Accepted Abstracts: J Alzheimers Dis Parkinsonism

DOI: 10.4172/2161-0460.S1.004

Background: It is hard to test the role of Alzheimer pathology in man. Alzheimer himself believed that the pathology he described was epiphenomenal, but removing it is the basis of current therapeutic strategies. Most people with late-onset dementia have mixtures of pathologies. Analyzing interactions of Alzheimer pathology with co-existing pathologies presents an opportunity to test if it is detrimental. Surprisingly, published data show (mostly unreported) antagonism between Alzheimer and other pathologies. Methods: Appropriate statistical methods were used to disentangle the contributions of five degenerative pathologies (Alzheimer, vascular, Substantia Nigra degeneration, Lewy Bodies, Fronto-temporal lobar degeneration) or inflammatory markers to three clinical outcomes (cognitive decline, neuropsychiatric symptoms and survival). Specifically, I tested if (a) adverse effects of different pathologies were simply additive, synergistic or antagonistic and (b) Alzheimer pathology showed non-linear associations with outcomes. Results: Alzheimer pathology (a) antagonized adverse effects of every other pathology or inflammatory index on most outcomes and (b) showed an inverted-U relation to survival. Conclusions: In line with published data, Alzheimer pathology antagonized adverse effects of every observed non-Alzheimer pathology or inflammatory marker with which it coexisted. This ubiquitous antagonism was unique to Alzheimer pathology. Moreover, its inverted-U relation with survival is typical of a physiological marker, not a pathological one. Together, these results imply that Alzheimer pathology may be generally protective, so removing it may be unhelpful. Further studies should test if Alzheimer pathology antagonizes further factors that adversely affect brain function.

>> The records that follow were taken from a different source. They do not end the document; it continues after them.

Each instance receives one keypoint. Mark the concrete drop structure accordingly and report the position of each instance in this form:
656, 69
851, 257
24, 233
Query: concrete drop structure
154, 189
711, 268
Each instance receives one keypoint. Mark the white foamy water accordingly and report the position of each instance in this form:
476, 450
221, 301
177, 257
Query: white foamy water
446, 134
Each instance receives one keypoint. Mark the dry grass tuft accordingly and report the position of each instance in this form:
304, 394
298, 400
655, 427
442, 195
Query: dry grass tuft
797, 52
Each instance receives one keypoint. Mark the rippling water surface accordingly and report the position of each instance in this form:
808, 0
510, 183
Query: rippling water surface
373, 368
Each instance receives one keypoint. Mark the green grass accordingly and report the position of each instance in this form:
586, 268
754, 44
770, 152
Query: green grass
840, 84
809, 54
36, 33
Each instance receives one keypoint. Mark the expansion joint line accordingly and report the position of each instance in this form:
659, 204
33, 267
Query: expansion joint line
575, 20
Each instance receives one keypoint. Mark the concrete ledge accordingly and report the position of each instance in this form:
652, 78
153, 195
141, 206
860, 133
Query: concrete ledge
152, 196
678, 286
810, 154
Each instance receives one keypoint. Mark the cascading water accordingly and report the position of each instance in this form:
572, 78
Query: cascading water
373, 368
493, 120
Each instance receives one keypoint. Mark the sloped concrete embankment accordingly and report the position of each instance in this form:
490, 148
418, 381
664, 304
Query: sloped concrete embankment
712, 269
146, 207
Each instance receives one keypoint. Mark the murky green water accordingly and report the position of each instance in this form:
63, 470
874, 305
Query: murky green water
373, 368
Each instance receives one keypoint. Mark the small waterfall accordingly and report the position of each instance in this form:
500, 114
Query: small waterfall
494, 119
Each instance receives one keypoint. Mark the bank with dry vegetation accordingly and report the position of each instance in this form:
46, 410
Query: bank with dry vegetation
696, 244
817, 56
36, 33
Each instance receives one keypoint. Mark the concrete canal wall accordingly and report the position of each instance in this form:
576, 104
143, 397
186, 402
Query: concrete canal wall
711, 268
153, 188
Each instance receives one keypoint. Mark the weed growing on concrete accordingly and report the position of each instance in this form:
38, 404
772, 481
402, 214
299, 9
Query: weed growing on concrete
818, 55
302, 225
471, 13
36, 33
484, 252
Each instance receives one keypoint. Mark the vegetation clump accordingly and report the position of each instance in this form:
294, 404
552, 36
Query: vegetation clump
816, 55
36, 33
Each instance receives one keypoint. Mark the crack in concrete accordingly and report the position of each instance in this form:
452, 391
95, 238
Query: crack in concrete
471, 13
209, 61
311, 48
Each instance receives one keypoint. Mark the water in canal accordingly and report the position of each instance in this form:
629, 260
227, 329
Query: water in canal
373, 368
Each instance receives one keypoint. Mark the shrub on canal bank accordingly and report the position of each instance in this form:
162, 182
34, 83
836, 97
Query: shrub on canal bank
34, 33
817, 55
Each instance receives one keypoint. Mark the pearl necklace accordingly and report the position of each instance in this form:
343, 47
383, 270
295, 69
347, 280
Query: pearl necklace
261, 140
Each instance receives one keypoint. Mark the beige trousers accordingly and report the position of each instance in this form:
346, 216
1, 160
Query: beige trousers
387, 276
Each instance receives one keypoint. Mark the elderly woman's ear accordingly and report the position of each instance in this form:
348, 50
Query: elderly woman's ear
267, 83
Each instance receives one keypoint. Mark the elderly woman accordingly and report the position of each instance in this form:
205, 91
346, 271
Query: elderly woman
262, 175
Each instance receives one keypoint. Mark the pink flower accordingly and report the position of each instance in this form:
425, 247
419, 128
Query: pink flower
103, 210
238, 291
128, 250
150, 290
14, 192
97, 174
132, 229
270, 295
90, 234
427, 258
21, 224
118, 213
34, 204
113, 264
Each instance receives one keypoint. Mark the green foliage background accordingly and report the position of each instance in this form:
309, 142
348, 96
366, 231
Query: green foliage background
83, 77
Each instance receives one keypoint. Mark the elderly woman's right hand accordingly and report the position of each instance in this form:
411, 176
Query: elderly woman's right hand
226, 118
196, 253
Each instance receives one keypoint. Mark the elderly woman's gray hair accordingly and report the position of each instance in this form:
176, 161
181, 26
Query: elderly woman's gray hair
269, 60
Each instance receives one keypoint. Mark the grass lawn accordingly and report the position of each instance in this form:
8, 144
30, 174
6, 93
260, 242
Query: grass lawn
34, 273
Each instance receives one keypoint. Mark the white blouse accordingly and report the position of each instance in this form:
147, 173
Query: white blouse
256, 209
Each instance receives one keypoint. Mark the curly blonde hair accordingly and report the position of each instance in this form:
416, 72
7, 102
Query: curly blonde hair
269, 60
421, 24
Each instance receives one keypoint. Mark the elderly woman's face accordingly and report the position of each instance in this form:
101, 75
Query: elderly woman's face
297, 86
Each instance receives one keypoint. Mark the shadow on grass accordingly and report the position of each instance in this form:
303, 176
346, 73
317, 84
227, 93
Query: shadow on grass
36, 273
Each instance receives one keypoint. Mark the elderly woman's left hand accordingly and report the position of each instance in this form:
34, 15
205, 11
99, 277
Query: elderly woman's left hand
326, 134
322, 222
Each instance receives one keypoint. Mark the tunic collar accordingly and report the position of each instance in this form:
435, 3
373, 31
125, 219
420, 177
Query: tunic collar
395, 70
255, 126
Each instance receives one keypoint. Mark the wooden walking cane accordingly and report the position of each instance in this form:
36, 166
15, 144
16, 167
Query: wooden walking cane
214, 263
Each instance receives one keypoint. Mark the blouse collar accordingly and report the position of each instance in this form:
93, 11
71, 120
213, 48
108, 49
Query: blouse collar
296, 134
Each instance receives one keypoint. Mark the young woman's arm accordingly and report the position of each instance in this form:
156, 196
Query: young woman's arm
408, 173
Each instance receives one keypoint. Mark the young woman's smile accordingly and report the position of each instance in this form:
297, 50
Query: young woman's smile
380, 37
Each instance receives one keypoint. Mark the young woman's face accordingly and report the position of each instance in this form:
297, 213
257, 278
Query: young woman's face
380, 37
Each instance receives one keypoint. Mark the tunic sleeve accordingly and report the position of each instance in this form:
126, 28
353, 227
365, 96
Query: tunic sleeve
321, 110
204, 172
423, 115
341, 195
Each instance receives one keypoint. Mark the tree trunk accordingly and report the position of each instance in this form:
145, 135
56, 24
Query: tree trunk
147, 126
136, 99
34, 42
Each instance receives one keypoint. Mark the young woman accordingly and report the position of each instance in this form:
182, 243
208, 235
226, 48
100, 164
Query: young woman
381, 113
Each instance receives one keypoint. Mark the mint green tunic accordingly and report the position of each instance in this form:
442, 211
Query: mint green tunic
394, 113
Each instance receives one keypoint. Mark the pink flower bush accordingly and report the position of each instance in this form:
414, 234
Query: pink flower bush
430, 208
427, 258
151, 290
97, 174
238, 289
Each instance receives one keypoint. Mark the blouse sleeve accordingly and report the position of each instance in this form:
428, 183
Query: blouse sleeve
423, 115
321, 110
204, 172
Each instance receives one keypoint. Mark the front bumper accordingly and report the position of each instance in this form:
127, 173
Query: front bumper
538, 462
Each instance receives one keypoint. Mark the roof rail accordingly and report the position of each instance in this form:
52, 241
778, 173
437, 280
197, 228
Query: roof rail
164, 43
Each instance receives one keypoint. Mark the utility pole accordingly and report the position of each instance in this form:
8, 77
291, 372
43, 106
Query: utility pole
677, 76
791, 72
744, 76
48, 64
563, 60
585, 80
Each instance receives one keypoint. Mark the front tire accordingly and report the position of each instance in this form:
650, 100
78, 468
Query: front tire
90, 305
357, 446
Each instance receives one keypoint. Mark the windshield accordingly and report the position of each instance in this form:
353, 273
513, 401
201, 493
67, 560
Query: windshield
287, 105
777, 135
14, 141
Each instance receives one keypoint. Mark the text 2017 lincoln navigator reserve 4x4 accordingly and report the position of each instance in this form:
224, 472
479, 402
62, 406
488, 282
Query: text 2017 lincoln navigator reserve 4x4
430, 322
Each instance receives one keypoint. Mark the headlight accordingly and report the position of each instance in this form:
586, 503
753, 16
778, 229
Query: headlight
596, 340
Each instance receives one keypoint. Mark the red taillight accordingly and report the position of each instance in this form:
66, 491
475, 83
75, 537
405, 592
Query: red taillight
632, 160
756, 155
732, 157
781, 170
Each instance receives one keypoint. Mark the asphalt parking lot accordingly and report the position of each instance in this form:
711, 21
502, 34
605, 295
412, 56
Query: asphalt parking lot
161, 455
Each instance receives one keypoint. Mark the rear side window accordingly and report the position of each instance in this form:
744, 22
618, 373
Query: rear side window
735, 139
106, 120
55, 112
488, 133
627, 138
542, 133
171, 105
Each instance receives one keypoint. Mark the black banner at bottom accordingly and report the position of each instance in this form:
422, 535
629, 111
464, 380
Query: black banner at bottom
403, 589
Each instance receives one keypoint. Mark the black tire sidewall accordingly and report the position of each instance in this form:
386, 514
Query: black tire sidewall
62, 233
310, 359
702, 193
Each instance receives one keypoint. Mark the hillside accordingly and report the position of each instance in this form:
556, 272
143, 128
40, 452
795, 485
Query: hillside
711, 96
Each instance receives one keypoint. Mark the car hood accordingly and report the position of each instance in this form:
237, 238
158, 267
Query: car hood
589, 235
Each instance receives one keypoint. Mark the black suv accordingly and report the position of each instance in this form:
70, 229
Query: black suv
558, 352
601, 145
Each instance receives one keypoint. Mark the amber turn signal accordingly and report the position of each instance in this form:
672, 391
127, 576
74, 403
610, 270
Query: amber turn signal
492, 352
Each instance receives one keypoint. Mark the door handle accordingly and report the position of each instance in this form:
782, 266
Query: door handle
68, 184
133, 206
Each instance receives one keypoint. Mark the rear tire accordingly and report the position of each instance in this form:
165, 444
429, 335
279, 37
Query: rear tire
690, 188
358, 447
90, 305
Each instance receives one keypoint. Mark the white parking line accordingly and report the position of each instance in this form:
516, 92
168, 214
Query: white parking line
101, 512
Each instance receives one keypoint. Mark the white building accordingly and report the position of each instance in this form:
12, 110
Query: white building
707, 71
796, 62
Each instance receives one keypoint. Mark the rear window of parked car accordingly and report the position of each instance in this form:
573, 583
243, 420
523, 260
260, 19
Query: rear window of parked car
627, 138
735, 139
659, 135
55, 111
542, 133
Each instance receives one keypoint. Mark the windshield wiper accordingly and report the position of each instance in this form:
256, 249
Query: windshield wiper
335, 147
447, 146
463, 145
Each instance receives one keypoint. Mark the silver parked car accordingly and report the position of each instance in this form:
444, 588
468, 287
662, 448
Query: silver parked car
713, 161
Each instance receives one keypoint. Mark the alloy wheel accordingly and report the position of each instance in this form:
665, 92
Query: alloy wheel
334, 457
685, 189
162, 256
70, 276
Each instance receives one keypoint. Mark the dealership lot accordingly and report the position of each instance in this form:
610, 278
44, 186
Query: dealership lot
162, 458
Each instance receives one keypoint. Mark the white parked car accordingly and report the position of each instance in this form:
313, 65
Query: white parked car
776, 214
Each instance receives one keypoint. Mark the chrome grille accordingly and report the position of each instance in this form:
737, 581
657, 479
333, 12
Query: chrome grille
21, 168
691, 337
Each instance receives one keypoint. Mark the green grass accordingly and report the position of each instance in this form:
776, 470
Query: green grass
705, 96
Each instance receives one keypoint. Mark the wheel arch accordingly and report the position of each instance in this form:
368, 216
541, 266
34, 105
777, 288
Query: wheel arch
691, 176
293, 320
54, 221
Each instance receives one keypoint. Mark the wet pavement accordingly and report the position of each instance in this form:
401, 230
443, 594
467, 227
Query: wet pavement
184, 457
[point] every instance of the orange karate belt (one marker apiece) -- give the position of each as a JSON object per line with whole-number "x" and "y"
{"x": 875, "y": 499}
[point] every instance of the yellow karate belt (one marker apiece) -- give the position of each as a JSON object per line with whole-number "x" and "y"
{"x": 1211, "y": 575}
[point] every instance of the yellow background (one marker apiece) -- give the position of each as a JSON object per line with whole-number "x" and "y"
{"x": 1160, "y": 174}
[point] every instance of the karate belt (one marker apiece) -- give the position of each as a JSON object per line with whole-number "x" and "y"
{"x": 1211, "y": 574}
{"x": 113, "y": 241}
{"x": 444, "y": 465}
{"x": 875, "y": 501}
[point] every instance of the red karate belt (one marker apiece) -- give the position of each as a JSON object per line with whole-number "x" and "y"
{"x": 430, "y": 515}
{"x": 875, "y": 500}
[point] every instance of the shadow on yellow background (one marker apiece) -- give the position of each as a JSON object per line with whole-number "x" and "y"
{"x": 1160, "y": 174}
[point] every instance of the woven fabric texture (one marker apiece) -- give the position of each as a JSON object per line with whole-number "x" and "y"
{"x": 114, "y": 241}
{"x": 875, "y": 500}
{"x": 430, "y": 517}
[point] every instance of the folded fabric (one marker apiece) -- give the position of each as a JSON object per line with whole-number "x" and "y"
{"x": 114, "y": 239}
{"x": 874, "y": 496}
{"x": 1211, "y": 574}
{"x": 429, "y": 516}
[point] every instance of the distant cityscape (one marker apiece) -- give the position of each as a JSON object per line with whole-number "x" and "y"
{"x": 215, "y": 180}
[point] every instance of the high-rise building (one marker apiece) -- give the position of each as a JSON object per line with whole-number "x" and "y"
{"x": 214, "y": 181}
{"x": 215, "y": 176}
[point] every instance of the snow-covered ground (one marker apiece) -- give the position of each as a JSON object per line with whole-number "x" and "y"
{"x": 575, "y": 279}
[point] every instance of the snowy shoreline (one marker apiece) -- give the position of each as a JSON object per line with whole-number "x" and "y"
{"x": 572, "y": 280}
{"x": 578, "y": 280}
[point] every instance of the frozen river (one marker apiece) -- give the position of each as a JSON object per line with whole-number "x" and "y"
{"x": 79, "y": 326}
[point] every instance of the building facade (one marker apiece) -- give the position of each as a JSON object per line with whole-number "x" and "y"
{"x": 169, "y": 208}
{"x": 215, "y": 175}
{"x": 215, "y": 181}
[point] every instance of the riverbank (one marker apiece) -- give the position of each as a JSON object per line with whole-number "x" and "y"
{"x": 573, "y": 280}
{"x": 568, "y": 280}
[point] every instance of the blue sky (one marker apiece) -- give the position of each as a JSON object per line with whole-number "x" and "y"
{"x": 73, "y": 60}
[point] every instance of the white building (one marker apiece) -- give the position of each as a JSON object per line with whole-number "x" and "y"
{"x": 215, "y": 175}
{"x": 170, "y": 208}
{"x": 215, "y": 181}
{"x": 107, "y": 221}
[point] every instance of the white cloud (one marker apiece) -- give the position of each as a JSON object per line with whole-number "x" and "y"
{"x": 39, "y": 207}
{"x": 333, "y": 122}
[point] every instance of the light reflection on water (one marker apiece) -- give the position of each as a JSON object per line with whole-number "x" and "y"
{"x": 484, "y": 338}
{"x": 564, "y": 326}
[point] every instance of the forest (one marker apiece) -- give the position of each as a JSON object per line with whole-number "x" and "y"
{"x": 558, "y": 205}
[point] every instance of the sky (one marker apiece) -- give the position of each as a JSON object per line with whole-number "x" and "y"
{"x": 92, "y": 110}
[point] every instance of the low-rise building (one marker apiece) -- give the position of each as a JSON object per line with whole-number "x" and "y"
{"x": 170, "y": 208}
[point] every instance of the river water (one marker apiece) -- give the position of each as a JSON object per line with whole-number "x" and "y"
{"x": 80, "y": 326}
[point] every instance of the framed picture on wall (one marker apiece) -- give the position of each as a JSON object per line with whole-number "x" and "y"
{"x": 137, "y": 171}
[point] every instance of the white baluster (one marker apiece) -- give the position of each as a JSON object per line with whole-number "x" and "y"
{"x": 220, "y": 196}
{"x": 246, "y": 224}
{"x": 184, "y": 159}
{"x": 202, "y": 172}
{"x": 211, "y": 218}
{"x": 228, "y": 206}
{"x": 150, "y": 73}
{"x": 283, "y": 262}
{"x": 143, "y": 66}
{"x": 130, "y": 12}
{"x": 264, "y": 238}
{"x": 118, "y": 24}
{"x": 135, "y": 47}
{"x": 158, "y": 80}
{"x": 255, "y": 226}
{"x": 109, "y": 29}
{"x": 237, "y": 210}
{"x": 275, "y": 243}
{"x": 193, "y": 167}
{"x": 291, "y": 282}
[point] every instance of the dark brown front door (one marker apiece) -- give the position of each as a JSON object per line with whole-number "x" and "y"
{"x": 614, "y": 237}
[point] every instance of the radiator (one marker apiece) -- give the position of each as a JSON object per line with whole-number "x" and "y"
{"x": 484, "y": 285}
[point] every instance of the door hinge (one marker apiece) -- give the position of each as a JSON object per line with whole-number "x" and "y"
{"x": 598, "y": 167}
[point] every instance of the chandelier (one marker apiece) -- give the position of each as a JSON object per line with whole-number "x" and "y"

Jonathan Williams qualified as a physician from Cambridge and Birmingham Universities before completing his Ph.D. in Experimental Psychology at Oxford. He then trained in psychiatry and undertook postdoctoral studies that intercalated clinical and academic work at Oxford, including 10 years at The Oxford Project to Investigate Memory and Ageing (OPTIMA). He now works as a consultant in Psychiatry of Older Adults in Hamilton, New Zealand. He has published 40 refereed papers.